Friday, April 6, 2018
Evanston: sailing blind (partly); evacuation plan
A fellow sailor who has recently suffered vision loss asked me to write about how I have adapted sailing half blind.
I’ve had to stop and think about that because only one thing immediately comes to mind and that is to be certain of handholds and I do that ashore as well. I know that objects are not where they seem to my one eye to be. This can be irritating or amusing depending on circumstances and my mood. Ever more prevalent touch screens can be challenging. Early on after becoming monocular I would put a wine glass on the counter and pour, missing the glass completely. I learned to move the bottle until its neck is actually touching the glass. On GANNET I make sure that my hand has actually got a grip before I move. On GANNET one seldom moves without having a grip on something.
For me loss of depth perception is the most significant aspect of my right eye blindness, but there is also the loss of a significant portion of the normal visual field and possible loss of balance.
I am most comfortable in relatively small controlled spaces where I know where everything is and most uncomfortable in large, crowded unfamiliar spaces, such as airports where people rushing from all directions suddenly appear inches away on my blind side. On GANNET I benefit from having long believed that everything should have its place on boats and be able to be found in the dark in the middle of the night.
I also benefit by having long believed in making yourself as strong as possible and sailing your boat as easy as possible. ‘Easy’ in this case is almost a synonym for ‘simple’.

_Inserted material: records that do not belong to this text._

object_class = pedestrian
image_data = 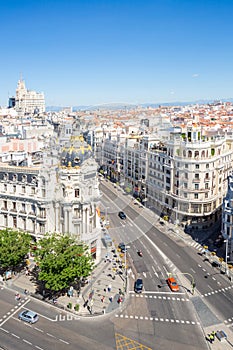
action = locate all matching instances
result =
[209,333,214,344]
[117,297,122,305]
[15,292,21,301]
[211,331,216,339]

Jib furling gear, gennaker furling gear, slab reefing, being able to control the boat from the companionway, perhaps gain extra importance since I lost input from my right eye.
So my way of dealing with my visual loss is to understand the specific nature of my limitations and to be continually aware that I need to compensate for them in multiple small ways. In the end it isn’t that big a deal. Though frayed by time, I’m still good. Sail on, my sailing friend. Sail on.
Colorado State University’s Tropical Meteorology Project has just predicted a slightly more active hurricane season than usual this year with 14 named storms, 7 hurricanes, and 3 major hurricanes. This compares to the thirty year average of 12 named storms, 6 hurricanes, and 2 major hurricanes.
I, of course, have a greater interest in the North Atlantic hurricane season than I used to.
GANNET will be exposed to all of this season and I expect to be on Hilton Head Island myself for much of it.
I have already made my plans if I am there during a mandatory evacuation. They start with I am not leaving.
I have been in hurricane force winds eight times at sea, usually only 70-80 knots winds, but at least once in I expect 100+ knot wind. I have never been in hurricane force winds on land or in a harbor. The most have been tropical force 50-60 knots.
Hilton Head Island has 40,000 permanent residents and gets more than 2.5 million visitors a year. I have no idea how many people are on the eleven mile long island at one time, but the majority of them are there during the summer. There is one bridge off.
Hilton Head has an organized evacuation plan, one part of which is that in a mandatory evacuation those who live inside our gated community must leave last. There are only two gates into the community. In a mandatory evacuation I suppose they just close the gates until all the others have left.
I expect that there is some provision for transporting those who have no transportation of their own. When I am at Hilton Head my transportation is my bicycle. But since I’m not going, that does not matter.
I am among the most experienced at living off the grid.
After preparing GANNET as well as possible,
I will fill the bathtubs with water. I will take the four jerry cans from GANNET and fill them. I will take the JetBoil, freeze dry food and other gear from GANNET, including a small folding solar panel to charge my iPhone. I will provision the condo as if I were on an ocean passage. I will buy all the Laphroaig I can lay my hands on.
We are on the top floor. Even if the roof is blown off, if the building doesn’t collapse I’ll be all right and capable of surviving for a couple of months.
I hope it doesn’t come to that.
Hurricane seasons are going to be a fact of my life for the rest of my life.